Last weeks THES ran an article on the demise of virtual worlds in HE. I have mixed feelings about this. Earlier in the year I attended a conference in Second Life (http://tiny.cc/kmEkQ and http://tiny.cc/PSYaw) and concluded it had the potential to provide a powerful learning experience but this had to be offset by problems with access. While many UK universities have an SL campus it was rare to visit and meet anyone. Similarly with recreations of cities or simulations designed to raise awareness of issues such as schizophrenia; dressing up in a toga in ancient Rome may be great fun initially but the experience is fundamentally unsustainable. I don’t know what the current usage is but in a similar BBC article a few weeks earlier, Technology, Twitter and the downturn, says SL traffic has declined by 67%.

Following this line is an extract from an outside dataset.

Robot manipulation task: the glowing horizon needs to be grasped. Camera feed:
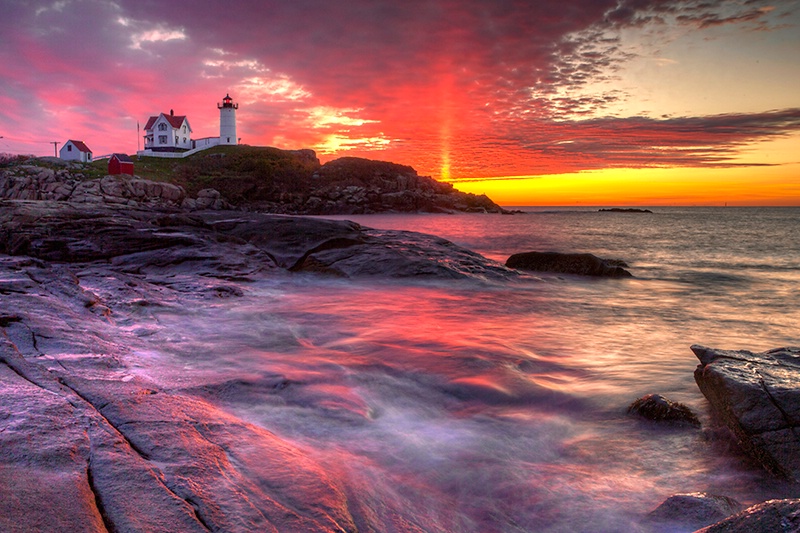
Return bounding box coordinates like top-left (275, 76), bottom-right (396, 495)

The THES article quotes Dr Lowendahl as saying lecture capture and retrieval is taking over from podcasting and elearning repositories. Podcasting always was problematic in terms of access as transcripts were rarely made available, as were elearning repositories with no quality assurance and/or attention to inclusive practice. While the traditional lecture transitions poorly to an online environment the idea of capturing and indexing may be a step forward but I wonder who will take on those roles not to mention quality assure and make accessible 50 minutes of videowith associated captions/subtitles/textual alternatives? Moving on, Dr Lowendahl also says that e-books are currently top ‘of the peak of inflated expectations’ in 2009. Concerns about ebooks and readers are well documented here on this blog.
So I wonder what predictions can be made for technology enhanced learning in 2010? Well, here’s one. How about using more effectively the tools we already have? The good old VLE, now embedded within systems and support, provides a virtual platform for the delivery of a range of innovative digital content for teaching and learning. It may be solid and a little clunky. It may not be very exciting to play with. But it’s reliable and it does what it says on the tin. What more is needed?